Salama, an Egyptian citizen, said no one at the U.S. consulate in Toronto or with the U.S. State Department explained why his visa took so long.
He said he thinks it is possible that his security clearance finally matured, or the media coverage played a part. He mentioned that officials at the State department seemed to speak more respectfully to him once his story was published.
“It is a completely shattering atrocity, as if I was in a shell for 90 days, like I was in jail. I was separated from my children, my wife and from my career,” Salama said in a telephone interview hours after he got word of his visa.
He said he has fielded a firestorm of media inquiries since his story broke on Sept. 4 in the Golden Gate [X]press. His story has since been covered by the Oakland Tribune, the Toronto Star, the Chronicle of Higher Education, and the San Francisco Chronicle.
Salama said he plans to travel to the U.S. consulate in Toronto from London, Canada on Thursday to pick up his O-1 Visa. He said he would then visit his children in Wisconsin for one day before returning to his classes at SF State.
An O-1 visa is for nonimmigrant citizens of foreign countries who demonstrate extraordinary abilities or achievements in the arts, sciences, athletics, motion picture industry, education or business.
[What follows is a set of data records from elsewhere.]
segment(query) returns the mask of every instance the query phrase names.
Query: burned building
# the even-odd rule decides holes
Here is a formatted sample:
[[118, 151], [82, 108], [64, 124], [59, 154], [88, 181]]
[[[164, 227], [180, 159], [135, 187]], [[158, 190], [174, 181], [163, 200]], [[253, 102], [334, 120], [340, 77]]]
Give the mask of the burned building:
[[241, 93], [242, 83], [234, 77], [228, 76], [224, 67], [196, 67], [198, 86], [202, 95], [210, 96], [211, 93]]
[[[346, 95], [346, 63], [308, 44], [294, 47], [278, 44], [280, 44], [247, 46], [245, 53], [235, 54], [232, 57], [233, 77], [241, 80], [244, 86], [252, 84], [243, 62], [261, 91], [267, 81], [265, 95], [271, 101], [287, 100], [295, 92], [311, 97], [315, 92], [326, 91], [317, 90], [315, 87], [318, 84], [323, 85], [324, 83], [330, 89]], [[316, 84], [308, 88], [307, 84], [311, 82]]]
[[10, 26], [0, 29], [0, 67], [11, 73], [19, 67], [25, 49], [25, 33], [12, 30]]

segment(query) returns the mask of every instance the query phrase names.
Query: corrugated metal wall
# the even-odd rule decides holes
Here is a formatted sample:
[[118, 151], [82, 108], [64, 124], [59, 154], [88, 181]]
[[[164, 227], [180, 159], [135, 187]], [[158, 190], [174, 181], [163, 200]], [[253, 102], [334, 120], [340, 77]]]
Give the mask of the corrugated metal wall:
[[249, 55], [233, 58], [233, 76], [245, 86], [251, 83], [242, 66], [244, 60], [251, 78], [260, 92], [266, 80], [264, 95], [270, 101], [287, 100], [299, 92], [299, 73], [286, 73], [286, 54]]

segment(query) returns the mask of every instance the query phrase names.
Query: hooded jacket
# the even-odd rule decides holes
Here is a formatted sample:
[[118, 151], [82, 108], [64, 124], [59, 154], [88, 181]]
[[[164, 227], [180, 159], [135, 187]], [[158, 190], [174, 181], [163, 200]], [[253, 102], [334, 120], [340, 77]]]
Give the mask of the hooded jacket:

O-1 applications require a rigorous set of documentation on the applicant's past.
Salama, whose wife and two children are U.S. citizens, has a PhD in comparative literature from the University of Wisconsin and was to begin his second year teaching Arabic language and literature at SF State.
“You’d think that when someone who has responsibilities to a university and benefits our national security by teaching Arabic language and culture, it wouldn’t take so long,” Paul Sherwin, dean of the humanities department, said after the news of Salama’s clearance.
Sherwin said he thinks Salama’s wait is an obvious result of the aftermath of the 9/11 attacks.
SF State hired Salama in fall 2005 in response to a growing demand for Arabic language classes since 9/11.